Before Hilton’s Connected Room platform added iHeartRadio, Rubin said an audio option was one of the top feature requests the company received from guests. “They wanted some of that ambient noise while they were staying at the hotel,” he said. A few months after the launch, he said the response has been really positive. “We’re watching guests continue to use it on a regular basis and we’re seeing that adoption grow as well,” Rubin said.

For now, in-room access to iHeartRadio is limited to the hotels where Hilton has introduced Connected Room. Though Rubin said Hilton had rolled out Connected Room to just 28 hotels by the end of Q3 2019, he said it plans to expand the service to all Hilton hotels eventually. He couldn’t provide a firm timeline, but he said it likely will follow a similar trajectory as Hilton’s Digital Key program, which launched in 2015 and is now available at roughly three-quarters of Hilton’s hotels, according to Rubin. Caniato said SBE plans to have Tidal available at all U.S. hotels this month.

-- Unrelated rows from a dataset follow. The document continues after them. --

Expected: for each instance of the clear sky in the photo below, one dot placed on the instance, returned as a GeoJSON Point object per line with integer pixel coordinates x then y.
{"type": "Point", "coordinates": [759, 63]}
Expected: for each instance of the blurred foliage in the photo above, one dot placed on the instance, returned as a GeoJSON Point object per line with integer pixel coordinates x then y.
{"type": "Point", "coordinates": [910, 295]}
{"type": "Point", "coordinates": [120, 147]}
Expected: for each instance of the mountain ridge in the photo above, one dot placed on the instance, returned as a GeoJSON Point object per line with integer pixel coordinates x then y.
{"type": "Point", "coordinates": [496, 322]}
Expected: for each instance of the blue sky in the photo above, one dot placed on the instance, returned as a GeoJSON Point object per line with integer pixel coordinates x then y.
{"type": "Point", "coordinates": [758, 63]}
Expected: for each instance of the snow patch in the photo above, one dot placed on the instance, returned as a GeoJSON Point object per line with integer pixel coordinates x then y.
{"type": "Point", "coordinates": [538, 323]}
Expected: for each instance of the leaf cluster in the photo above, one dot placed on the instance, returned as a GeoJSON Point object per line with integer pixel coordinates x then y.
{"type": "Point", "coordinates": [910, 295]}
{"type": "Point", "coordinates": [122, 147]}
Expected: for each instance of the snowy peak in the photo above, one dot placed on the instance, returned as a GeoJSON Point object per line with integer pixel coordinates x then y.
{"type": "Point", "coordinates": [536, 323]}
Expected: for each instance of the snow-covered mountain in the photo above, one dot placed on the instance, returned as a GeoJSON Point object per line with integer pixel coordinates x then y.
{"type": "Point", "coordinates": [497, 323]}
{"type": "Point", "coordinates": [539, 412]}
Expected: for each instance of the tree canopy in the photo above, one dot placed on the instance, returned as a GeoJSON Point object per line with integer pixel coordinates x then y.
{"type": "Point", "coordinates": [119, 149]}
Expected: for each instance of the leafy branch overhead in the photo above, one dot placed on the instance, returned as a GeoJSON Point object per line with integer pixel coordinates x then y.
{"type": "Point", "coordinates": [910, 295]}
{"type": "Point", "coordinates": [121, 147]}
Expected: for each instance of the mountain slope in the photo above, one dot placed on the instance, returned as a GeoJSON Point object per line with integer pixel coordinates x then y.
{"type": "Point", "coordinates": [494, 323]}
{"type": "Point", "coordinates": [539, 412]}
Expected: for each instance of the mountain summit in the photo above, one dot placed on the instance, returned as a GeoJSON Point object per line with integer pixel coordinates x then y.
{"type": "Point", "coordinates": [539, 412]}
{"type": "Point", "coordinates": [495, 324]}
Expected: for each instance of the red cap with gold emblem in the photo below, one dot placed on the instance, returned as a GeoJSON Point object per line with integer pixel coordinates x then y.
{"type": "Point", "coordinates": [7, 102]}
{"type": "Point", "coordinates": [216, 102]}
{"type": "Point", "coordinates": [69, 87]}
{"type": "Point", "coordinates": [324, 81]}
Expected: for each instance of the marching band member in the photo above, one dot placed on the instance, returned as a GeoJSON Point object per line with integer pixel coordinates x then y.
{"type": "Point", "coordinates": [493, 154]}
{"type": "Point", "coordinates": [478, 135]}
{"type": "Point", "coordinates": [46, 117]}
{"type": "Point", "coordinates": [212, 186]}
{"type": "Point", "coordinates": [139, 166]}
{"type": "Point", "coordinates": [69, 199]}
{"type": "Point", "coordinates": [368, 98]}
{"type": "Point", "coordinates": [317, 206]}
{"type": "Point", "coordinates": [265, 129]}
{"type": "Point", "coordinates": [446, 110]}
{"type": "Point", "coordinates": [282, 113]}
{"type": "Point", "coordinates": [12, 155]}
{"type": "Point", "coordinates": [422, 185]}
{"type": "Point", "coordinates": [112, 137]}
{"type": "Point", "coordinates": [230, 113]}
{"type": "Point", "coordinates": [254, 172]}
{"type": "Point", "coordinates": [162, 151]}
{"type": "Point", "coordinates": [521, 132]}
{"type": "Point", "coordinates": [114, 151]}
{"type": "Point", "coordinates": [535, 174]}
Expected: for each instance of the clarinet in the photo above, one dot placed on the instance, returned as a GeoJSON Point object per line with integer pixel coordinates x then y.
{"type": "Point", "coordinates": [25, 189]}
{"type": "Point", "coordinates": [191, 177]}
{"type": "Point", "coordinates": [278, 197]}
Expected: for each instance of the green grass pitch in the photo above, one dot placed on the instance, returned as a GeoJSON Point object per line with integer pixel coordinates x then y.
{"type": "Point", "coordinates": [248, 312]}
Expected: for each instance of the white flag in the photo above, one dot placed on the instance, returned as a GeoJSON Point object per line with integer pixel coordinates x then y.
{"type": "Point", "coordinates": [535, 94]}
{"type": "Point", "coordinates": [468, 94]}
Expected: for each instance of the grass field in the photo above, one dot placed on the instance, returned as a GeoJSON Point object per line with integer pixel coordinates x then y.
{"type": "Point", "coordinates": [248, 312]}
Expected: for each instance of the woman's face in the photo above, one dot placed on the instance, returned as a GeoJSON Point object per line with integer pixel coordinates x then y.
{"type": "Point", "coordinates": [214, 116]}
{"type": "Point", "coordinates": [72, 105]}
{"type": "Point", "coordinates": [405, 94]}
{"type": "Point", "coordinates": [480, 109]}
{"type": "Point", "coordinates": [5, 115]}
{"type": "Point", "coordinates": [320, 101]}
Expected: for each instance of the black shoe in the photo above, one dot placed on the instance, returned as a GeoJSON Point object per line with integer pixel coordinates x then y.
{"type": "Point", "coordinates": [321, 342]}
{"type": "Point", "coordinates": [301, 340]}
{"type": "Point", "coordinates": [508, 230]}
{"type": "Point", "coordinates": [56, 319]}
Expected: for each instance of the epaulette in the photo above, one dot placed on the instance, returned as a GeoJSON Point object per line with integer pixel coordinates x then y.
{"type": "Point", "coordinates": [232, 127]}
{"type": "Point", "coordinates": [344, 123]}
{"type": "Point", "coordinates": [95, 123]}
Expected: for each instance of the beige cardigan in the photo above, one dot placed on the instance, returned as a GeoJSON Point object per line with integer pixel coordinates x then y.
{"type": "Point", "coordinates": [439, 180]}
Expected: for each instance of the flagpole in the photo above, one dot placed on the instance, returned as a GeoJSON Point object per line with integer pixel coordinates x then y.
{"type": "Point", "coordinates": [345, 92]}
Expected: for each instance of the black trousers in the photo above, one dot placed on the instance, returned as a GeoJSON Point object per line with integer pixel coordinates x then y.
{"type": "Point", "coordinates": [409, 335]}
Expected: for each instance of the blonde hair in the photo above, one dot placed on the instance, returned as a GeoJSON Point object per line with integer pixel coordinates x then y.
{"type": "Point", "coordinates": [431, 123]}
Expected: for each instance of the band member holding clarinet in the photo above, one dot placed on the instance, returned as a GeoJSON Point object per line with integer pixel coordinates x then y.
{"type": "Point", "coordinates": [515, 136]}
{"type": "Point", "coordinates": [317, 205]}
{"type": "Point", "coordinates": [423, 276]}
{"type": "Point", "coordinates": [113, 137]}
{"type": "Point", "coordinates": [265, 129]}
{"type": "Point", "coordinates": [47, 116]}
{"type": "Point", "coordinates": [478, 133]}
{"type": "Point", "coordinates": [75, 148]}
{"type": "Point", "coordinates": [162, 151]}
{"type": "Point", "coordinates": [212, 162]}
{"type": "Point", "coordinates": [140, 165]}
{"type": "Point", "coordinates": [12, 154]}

In-Room Technology Options

Bluetooth speakers provide another potential way for guests to play the music they want while away from home. At Hard Rock International and SBE, the technology is standard across all its hotels.

“I try to, as much as possible, have our hotels reflect how guests live, how I live, how you live,” said Dale Hipsh, SVP of hotels at Hard Rock. “We all like to stream our music, we all enjoy having that ability.”

Outside of Bluetooth speakers, Hipsh said some Hard Rock hotels’ guestrooms feature sound bars guests can connect to and use to bring their music onto the television screen.

At Hilton, however, Rubin said the company has shied away from introducing the technology. “We want to try and avoid putting in hardware in our guestrooms as much as possible,” said Rubin. “When you think about some of the guestroom technology of the past where hotels have invested in VCR players and then DVD players and they're just constantly pulling these devices out, not only is it expensive for them to go and invest in whatever that latest technology is, you keep it in too long guests perceive your hotel as dated.”

Rubin said Hilton has ruled out another newer technology as ultimately inconvenient: casting to the television. It’s something the company looked into, he said, but in its experience, it saw low double-digit usage. Instead, he said Hilton has decided to instead try and partner directly with the streaming services its guests want.

“We believe that we're going to end up seeing stronger adoption and that's what we've seen,” said Rubin. “We've seen that our adoption with Connected Room is considerably larger than what the industry average is for casting solutions.”

High-Touch Amenities

At Hard Rock hotels, in-room music entertainment does not end with Bluetooth speakers. “There’s a real yearning from our customer base that we have some of the more high-touch opportunities,” Hipsh said. These other options consist of the company’s Wax and Picks programs.

Launched in 2017, Wax is the newer of the two initiatives. Through it, guests can borrow a turntable and collection of vinyl—wax is slang for vinyl—to listen to in their rooms. “I’d say [guests] love it almost as much as Picks, but Picks is still the icon of the Hard Rock in-room hotel experience,” Hipsh said. Introduced five years earlier than Wax, Picks lends guests guitars they can take back to their rooms and play.

Both programs have seen high levels of engagement, according to Hipsh. With roughly 20 guitars and 10 turntables per hotel, he said the hotels generally find the equipment is in guestrooms most of the time.